Chapitre 9
Deuxième semaine de novembre
La fin de la semaine arriva rapidement et, avec elle, la réunion des préfets dans une salle vide du château. Les informations que nous avions récupéré des Deuxièmes Années étaient plus inquiétantes que réellement informatives. Je n'avais cependant pas pris en compte le facteur « maison ». Si nos Deuxièmes Années nous avaient terrifiés, ils avaient eu la discipline de répondre calmement à nos questions ; comme les Poufsouffles. Pour les préfets de Serpentard et Gryffondor, la difficulté avait été toute autre. Bien que je n'étais pas sûre que Griffin ait vraiment essayé de récolter quelques informations que ce soit. Au moins Taylor avait l'air plus impliquée que lui.
Bien évidemment, nous avions été les seuls à procéder aux entretiens de manière stratégique. Les autres préfets s'étaient contentés d'échanger avec quelques élèves en deuxième année entre deux activités. Il était donc difficile de pouvoir échanger sur la situation.

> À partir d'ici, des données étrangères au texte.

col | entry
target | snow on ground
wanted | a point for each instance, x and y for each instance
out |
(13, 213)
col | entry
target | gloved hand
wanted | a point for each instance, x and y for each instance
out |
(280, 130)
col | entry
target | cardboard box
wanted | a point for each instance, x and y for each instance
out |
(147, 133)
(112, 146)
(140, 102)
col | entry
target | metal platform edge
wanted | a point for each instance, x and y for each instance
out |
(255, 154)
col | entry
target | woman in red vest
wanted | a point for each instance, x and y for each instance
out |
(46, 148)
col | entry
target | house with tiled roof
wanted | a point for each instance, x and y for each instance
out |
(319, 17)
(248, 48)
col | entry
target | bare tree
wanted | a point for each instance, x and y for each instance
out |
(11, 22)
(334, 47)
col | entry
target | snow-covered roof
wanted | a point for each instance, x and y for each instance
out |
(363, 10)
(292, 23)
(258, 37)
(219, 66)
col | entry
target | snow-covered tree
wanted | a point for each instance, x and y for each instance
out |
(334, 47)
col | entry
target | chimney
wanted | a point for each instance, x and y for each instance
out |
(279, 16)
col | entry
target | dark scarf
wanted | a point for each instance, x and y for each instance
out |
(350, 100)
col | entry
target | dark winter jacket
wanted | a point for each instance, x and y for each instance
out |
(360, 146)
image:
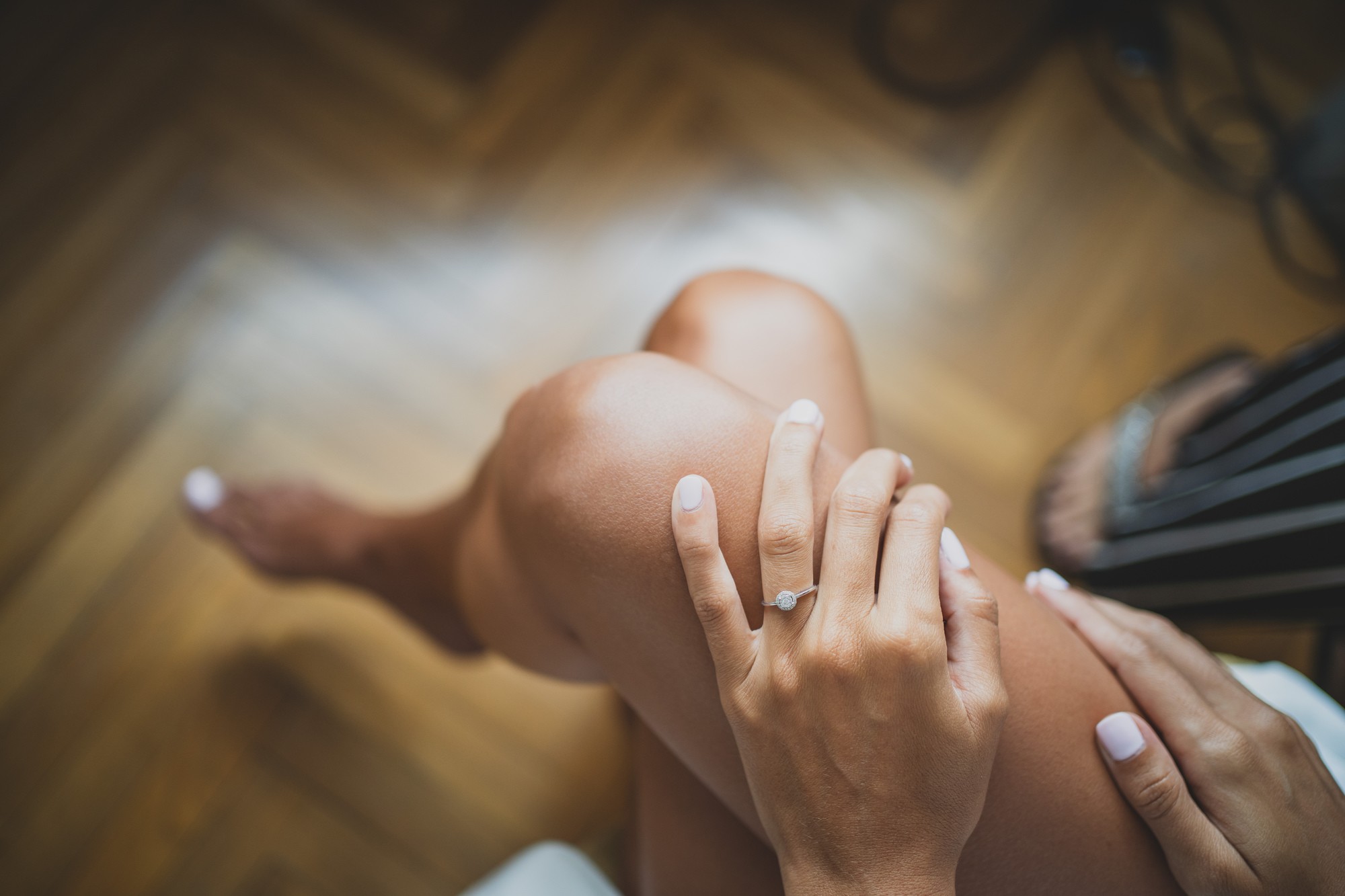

Nos informations n'étaient pas de la même nature que les leurs. La plupart des élèves s'étaient bloqués avant de – visiblement, se mettre en colère. Tant chez les Gryffondors que les Serpentards. Les Poufsouffles étaient juste majoritairement restés silencieux.
- Très honnêtement, reprit Nast, la seule différence que nous avons pu percevoir chez les Deuxièmes Années, c'est qu'ils semblent être particulièrement en colère contre les Gryffondors.
- Et les Gryffondors contre les Serpentards, soupira Griffin. Bien. Quelqu'un peut m'expliquer pourquoi ça nous inquiète ?
- Donc tu trouves ça tout à fait normal que vos deux maisons s'humilient constamment de cette manière ? m'agaçai-je.
- Humilier est un grand mot, Jonsson. Leonard a poussé deux Serpentards au sol. Et si je peux quand même vous rappeler la situation dans son entièreté, appuya-t-il, un élève de Serpentard a essayé de lancer un endoloris sur un autre élève et il n'a pas été viré de l'école. Ce n'est pas plutôt ce qui est censé nous inquiéter ?
Je secouai la tête.
- Le problème Griffin, intervint Miller, c'est que ce genre de comportements vient dire quelque chose de ce qu'il se passe chez les Deuxièmes Années.
- Quoi ? s'ennuya-t-il. Si vous ne deviez retenir qu'une seule chose de cette situation, c'est que c'est encore un Serpentard qui s'apprêtait à lancer un endoloris.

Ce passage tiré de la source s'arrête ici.